I’ve been carrying around a story idea for years wherein the Antichrist performs anti-miracles. His media empire convinces everyone that there are food shortages and they need to horde (the anti-loaves and fishes). His HMOs deny coverage for treatment even when the patient’s entitled to it (anti-healing). It turns out you can whip up people’s greed and resentment and spread disease without a diabolical plan. Without any brains. Without even trying. The Antichrist doesn’t need to be an evil genius, just a narcissistic, imbecile bully.

It’s been a sick sad world this year. Let’s hope 2021 sees us getting at least a little healthier and a little better written.

2 Comments

  1. Hal

    Very true, Mr Sherman. Sadly. The pathetic hypocrisy over that “business have the right to set their own rule” is ludicrous and telling (not to mention a chilling indictment of narcissism and vileness). You couldn’t be more correct about the twisted Wonderland non-logic and infantile narcissism of this army of creeps, this legion of liars, this, uh, passel of p**cks (rule of three!).

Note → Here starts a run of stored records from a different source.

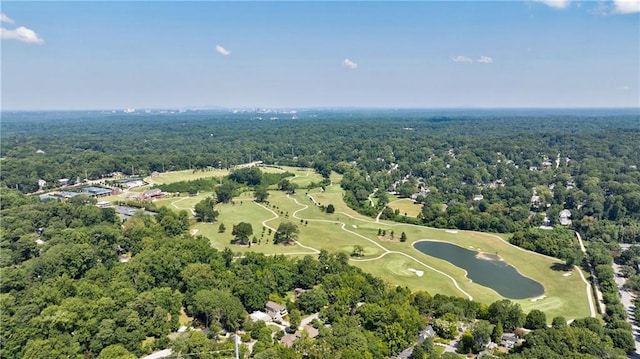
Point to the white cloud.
(5, 18)
(21, 34)
(626, 6)
(349, 64)
(461, 58)
(222, 51)
(556, 4)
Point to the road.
(596, 286)
(627, 301)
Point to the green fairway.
(406, 206)
(397, 263)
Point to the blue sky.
(112, 55)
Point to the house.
(425, 333)
(150, 194)
(275, 310)
(131, 182)
(103, 204)
(96, 191)
(48, 197)
(565, 217)
(258, 315)
(288, 339)
(509, 340)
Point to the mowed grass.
(186, 175)
(406, 206)
(386, 258)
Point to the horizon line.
(231, 108)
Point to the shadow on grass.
(561, 267)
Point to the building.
(96, 191)
(131, 182)
(258, 315)
(150, 195)
(275, 310)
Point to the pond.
(485, 269)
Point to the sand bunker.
(419, 273)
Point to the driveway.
(626, 298)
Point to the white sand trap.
(419, 273)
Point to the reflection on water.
(486, 269)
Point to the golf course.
(565, 293)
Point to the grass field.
(391, 260)
(406, 207)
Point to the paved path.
(603, 308)
(626, 298)
(589, 288)
(343, 226)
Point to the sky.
(75, 55)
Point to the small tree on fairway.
(204, 211)
(357, 251)
(242, 231)
(261, 194)
(287, 233)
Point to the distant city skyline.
(437, 54)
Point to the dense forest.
(65, 291)
(482, 170)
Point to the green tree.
(115, 351)
(242, 231)
(286, 233)
(496, 334)
(358, 251)
(536, 319)
(204, 210)
(559, 323)
(295, 317)
(261, 194)
(286, 186)
(224, 192)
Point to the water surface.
(485, 269)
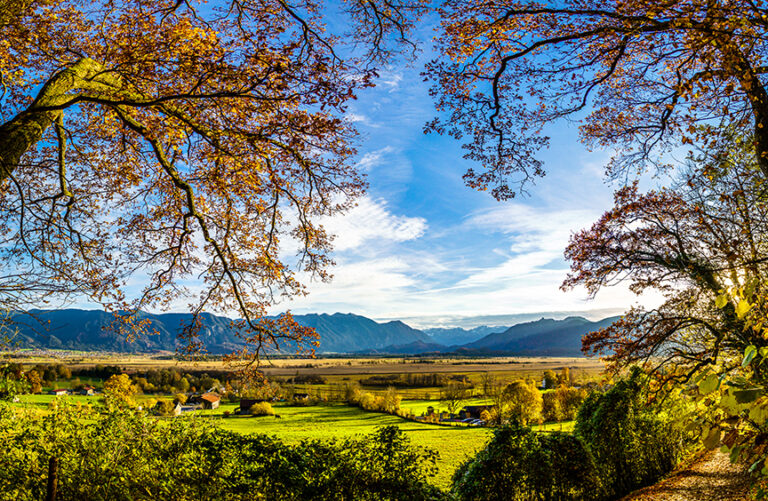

It is incredibly scary that the looniness runs right from the bottom – a customer straight up murdering a store owner/assistant because said person wouldn’t allow the customer’s daughter to enter the store without a mask despite it being, y’know, for safety – to the top; ambulatory malignancies flouting rules as it suits them, encouraging the dumbest and foulest in their belief that the pandemic is a conspiracy to deprive them of their God-given rights to be dangerous effing idiots, assuring their followers there’s nothing to fear whilst protecting their OWN money and livelihoods. I’m reminded of Van Helsing in the Universal Dracula saying “There ARE such things” or Newt in Aliens stating, “My Mommy said there were no monsters but there *are*.”; you would hope that ignorant and/actively evil people couldn’t exist in such numbers but there y’go.
    If anyone thinks the villains and assorted awful dimwits in Stephen King’s are exaggerated or over-the-top, if anyone believes the venal creatures who popped up in the late John Le Carré’s books were unbelievable; just watch and read the news; the *real* news I should say, not the garbage featuring ridiculous fairytales of “electoral fraud” designed to rob the “greatest and wisest” leader that has ever lived of his “right” to continue (those quotation marks had to be used or I would have started projectile vomiting to the tune of Stars Stripes Forever!).
    Oh, I do hope better in this world. Keep safe and enjoy a happier Christmas and New Year –
    Hal.

  2. Thanks. We are hunkering down and waiting on the vaccine. Stay safe too.
    If I’d read Le Carré as a teen, I don’t know I’d have believed them but reading them all as an adult the past few years they’re depressingly plausible.